Based on my anecdotal evidence (i.e., my life experience), the top academic achievers from undergrad days are usually not the expat “achievers”… being an expat is way outside the comfort level for undergrad achievers (too much uncertainty on every Maslovian level, esp. career Net Present Value, “rules”, and “scoring”).

Dunno… I agree that language is just another tool in the tool-box. But, unless you are working for a local company, once you get past the country level positions, language skills become irrelevant.

I don’t know that foreign language speaking exec.’s are anything special, except for maybe a higher tolerance for ambiguity and risk. In my mind, language is like any other skill; with time and effort it comes. Some need more, some less.

What is a “woopdewoop” job anyway? I mean it’s work, as great as it might be, it’s still work. I don’t know that anyone among us want to end up like Schmidt.

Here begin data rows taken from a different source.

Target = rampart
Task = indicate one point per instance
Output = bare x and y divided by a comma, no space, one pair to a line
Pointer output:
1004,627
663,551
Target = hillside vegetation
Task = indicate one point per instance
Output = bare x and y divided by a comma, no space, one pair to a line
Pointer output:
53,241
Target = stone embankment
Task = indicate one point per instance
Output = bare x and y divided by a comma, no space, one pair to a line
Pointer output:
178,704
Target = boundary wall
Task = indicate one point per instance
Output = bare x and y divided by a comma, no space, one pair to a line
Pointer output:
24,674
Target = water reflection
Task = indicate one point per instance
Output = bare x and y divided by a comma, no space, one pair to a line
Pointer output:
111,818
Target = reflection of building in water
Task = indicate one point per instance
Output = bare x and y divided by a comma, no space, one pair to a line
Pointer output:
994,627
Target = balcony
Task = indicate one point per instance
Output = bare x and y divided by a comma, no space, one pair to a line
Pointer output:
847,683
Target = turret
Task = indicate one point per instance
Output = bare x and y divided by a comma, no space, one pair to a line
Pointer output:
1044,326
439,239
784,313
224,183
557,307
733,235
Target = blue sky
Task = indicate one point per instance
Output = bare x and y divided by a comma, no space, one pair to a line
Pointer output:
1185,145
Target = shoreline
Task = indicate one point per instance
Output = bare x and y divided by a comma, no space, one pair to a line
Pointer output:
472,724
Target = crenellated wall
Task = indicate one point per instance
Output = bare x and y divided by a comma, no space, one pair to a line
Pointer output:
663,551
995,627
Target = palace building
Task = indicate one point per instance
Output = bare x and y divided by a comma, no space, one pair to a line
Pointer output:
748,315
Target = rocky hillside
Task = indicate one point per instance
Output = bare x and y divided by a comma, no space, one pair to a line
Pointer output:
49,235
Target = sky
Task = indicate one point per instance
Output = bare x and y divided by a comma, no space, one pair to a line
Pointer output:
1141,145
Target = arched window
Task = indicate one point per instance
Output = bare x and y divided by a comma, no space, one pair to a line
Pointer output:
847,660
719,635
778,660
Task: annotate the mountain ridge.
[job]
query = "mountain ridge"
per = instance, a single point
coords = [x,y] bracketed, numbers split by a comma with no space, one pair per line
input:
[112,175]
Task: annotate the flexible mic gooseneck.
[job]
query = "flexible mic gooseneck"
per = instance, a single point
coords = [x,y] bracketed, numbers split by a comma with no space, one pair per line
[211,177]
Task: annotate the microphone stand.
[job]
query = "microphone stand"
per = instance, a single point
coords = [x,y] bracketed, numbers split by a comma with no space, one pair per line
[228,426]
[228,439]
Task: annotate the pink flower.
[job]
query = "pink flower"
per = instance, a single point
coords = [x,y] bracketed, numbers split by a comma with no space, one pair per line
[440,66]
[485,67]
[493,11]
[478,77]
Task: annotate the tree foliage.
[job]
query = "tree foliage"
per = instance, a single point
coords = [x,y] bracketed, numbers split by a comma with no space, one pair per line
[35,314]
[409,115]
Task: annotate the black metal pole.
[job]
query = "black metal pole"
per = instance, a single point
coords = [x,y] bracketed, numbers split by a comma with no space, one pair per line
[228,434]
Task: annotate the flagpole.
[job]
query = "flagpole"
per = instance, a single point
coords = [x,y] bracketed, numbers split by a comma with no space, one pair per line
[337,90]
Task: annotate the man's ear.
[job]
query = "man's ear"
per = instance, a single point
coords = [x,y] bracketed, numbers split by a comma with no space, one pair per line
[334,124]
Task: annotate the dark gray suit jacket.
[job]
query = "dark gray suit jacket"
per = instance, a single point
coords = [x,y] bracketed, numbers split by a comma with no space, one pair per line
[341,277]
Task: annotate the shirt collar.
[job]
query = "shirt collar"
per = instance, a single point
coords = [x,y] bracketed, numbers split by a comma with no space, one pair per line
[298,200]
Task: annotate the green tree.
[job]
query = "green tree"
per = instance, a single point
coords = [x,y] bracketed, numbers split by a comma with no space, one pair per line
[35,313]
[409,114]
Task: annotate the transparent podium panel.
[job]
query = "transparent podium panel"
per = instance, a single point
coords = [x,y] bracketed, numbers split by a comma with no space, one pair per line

As far as money is concerned I think the same answer as TEFL’ing applies. If you’re doing it for the money you are doing it for the wrong reasons.

But if there are personal reasons that make it worth it then jump into this language headfirst.

[quote=“maunaloa”]My take: being a Western expat in an executive position in a non-Anglophone country is closely linked to the “achievement and mastery of challenges” trait some, but not many, people have.

Mountain climbers, wilderness trekkers, solo circumnavigators have the trait. If the trait is combined with high-value economic skills, like law, engineering, architecture, you get people like the GC for TMSC, and successful entrepreneurs outside the native country. If the trait is not combined with high-value economic skills, you get mountain climbers, wilderness trekkers, solo circumnavigators (boat, motorcycle, etc.), et al.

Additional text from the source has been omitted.